As filed with the Securities and Exchange Commission on December 17, 2018

Registration No. 333-144315

 

 

 

UNITED STATES

SECURITIES AND EXCHANGE COMMISSION

Washington, D.C. 20549

 

 

POST-EFFECTIVE AMENDMENT NO. 1 TO

FORM S-8

REGISTRATION STATEMENT

UNDER

THE SECURITIES ACT OF 1933

 

 

SPECTRA ENERGY PARTNERS, LP

(Exact Name of Registrant as Specified in its Charter)

 

 

 

Delaware   41-2232463
(State of Incorporation)   (I.R.S. Employer Identification Number)

5400 Westheimer Court

Houston, Texas 77056

(Address of Principal Executive Offices)

Spectra Energy Partners, LP

Long-Term Incentive Plan

(Full Title of the Plan)

Kelly L. Gray

Corporate Secretary

Spectra Energy Partners, LP

5400 Westheimer Court

Houston, Texas 77056

(713) 627-5400

(Name, Address and Telephone Number, Including Area Code, of Agent for Service)

 

 

Indicate by check mark whether the registrant is a large accelerated filer, an accelerated filer, a non-accelerated filer, a smaller reporting company, or an emerging growth company. See the definitions of “large accelerated filer,” “accelerated filer,” “smaller reporting company,” and “emerging growth company” in Rule 12b-2 of the Exchange Act.

 

Large accelerated filer      Accelerated filer  
Non-accelerated filer      Smaller reporting company  
     Emerging growth company  

If an emerging growth company, indicate by check mark if the registrant has elected not to use the extended transition period for complying with any new or revised financial accounting standards provided pursuant to Section 7(a)(2)(B) of the Securities Act.  ☐

 

 

 


DEREGISTRATION OF UNSOLD SECURITIES

This Post-Effective Amendment No. 1 to the Registration Statement on Form S-8 filed on July 2, 2007 (File No. 333-144315) (the “Registration Statement”) is being filed for the sole purpose of removing from registration any of the registrant’s unsold common units (“Common Units”) and any related plan interests previously registered under the foregoing Registration Statement that may have been issuable pursuant to the Spectra Energy Partners, LP Long-Term Incentive Plan (the “Plan”), if any.

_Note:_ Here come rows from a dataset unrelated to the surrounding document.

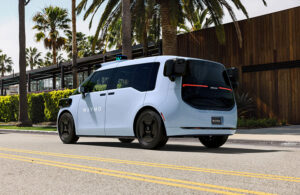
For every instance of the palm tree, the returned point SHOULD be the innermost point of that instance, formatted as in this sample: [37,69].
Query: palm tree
[171,10]
[33,57]
[126,29]
[111,15]
[23,108]
[49,23]
[49,57]
[197,20]
[113,37]
[74,46]
[145,23]
[5,64]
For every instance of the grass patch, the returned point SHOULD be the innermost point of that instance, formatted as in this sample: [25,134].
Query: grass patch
[28,128]
[257,123]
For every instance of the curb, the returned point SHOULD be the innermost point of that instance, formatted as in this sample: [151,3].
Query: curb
[28,131]
[265,142]
[233,141]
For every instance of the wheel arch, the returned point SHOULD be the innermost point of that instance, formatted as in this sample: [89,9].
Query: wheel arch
[143,109]
[62,112]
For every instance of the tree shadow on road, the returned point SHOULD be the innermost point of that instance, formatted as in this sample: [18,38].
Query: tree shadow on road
[172,147]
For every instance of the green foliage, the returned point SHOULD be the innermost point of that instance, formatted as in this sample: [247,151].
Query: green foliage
[257,123]
[51,103]
[9,108]
[36,107]
[246,105]
[41,106]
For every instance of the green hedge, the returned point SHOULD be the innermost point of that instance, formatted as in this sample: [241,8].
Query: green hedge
[36,107]
[9,108]
[41,106]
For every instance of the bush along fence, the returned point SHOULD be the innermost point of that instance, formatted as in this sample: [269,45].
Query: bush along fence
[41,106]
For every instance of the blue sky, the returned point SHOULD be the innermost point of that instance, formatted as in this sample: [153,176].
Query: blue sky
[9,20]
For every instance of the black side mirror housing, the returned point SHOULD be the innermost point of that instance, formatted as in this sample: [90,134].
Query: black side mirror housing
[233,74]
[82,90]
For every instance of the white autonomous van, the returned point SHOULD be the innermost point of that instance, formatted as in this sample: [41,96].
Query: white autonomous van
[152,99]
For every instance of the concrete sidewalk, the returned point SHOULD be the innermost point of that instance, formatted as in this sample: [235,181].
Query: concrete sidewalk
[287,135]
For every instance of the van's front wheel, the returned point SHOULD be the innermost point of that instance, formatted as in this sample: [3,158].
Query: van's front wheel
[66,129]
[213,141]
[150,130]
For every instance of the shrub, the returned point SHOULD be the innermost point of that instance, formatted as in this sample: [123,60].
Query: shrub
[36,107]
[41,106]
[51,103]
[9,108]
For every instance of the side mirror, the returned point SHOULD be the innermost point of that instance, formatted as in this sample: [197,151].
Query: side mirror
[175,68]
[82,90]
[233,74]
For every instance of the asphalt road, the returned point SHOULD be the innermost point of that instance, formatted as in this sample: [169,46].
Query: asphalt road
[41,164]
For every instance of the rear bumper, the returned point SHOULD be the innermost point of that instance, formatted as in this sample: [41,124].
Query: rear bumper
[192,132]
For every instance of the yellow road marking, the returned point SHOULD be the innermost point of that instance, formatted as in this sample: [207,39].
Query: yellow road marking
[133,176]
[176,167]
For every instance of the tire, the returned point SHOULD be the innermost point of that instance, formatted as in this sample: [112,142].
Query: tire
[150,130]
[213,141]
[125,140]
[66,129]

On December 17, 2018, pursuant to the Agreement and Plan of Merger, dated as of August 24, 2018, by and among the registrant, Spectra Energy Partners (DE) GP, LP, Enbridge Inc. (“Enbridge”), Enbridge (U.S.) Inc., Autumn Acquisition Sub, LLC (“Merger Sub”), and, solely for the purposes of Article I, Article II and Article XI, Enbridge US Holdings Inc., Spectra Energy Corp, Spectra Energy Capital, LLC and Spectra Energy Transmission, LLC, Merger Sub merged with and into the registrant, with the registrant continuing as the surviving entity and an indirect, wholly owned subsidiary of Enbridge (the “Merger”). As a result of the Merger, any offering pursuant to the Registration Statement has been terminated.

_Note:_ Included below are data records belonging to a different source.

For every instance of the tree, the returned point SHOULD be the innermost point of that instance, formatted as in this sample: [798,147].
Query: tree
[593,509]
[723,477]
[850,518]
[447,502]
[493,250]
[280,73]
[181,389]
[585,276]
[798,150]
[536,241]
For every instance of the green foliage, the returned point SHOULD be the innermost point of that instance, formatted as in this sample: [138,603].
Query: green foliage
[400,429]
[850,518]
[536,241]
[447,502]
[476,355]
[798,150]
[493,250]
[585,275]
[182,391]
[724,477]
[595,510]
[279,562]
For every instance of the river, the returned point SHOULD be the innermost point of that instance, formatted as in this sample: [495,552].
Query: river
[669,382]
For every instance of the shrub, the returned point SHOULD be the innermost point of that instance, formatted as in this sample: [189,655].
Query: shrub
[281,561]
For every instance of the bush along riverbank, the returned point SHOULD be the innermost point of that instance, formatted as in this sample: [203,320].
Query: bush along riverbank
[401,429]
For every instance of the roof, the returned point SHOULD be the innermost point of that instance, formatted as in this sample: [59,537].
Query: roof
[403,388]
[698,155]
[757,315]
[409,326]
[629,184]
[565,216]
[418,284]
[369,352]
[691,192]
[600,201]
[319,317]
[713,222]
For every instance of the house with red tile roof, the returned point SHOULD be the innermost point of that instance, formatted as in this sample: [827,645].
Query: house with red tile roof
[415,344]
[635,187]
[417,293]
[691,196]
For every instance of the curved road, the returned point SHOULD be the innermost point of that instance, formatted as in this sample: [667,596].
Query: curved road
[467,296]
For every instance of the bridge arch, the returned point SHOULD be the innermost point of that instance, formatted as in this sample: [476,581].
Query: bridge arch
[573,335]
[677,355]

In accordance with the undertakings made by the registrant in the foregoing Registration Statement to remove from registration, by means of a post-effective amendment, any of the securities that had been registered for issuance that remain unsold at the termination of the offering, the registrant hereby removes from registration all such securities registered with respect to the Plan which remain unsold and unissued under the foregoing Registration Statement in connection therewith as of the date hereof.


SIGNATURES

Pursuant to the requirements of the Securities Act of 1933, as amended, the registrant certifies that it has reasonable grounds to believe that it meets all of the requirements for filing on Form S-8 and has duly caused this Post-Effective Amendment No. 1 to the Registration Statement to be signed on its behalf by the undersigned, thereunto duly authorized, in the City of Houston, State of Texas, on this 17th day of December, 2018.

 

SPECTRA ENERGY PARTNERS, LP

 

BY:  SPECTRA ENERGY PARTNERS (DE) GP, LP,

        its General Partner

 

BY:  SPECTRA ENERGY PARTNERS GP, LLC,

        its General Partner

By:   /s/ Stephen J. Neyland
  Stephen J. Neyland
  Vice President-Finance
  (Duly Authorized Officer)

Note: No other person is required to sign this Post-Effective Amendment to the Registration Statement on Form S-8 in reliance upon Rule 478 under the Securities Act of 1933, as amended.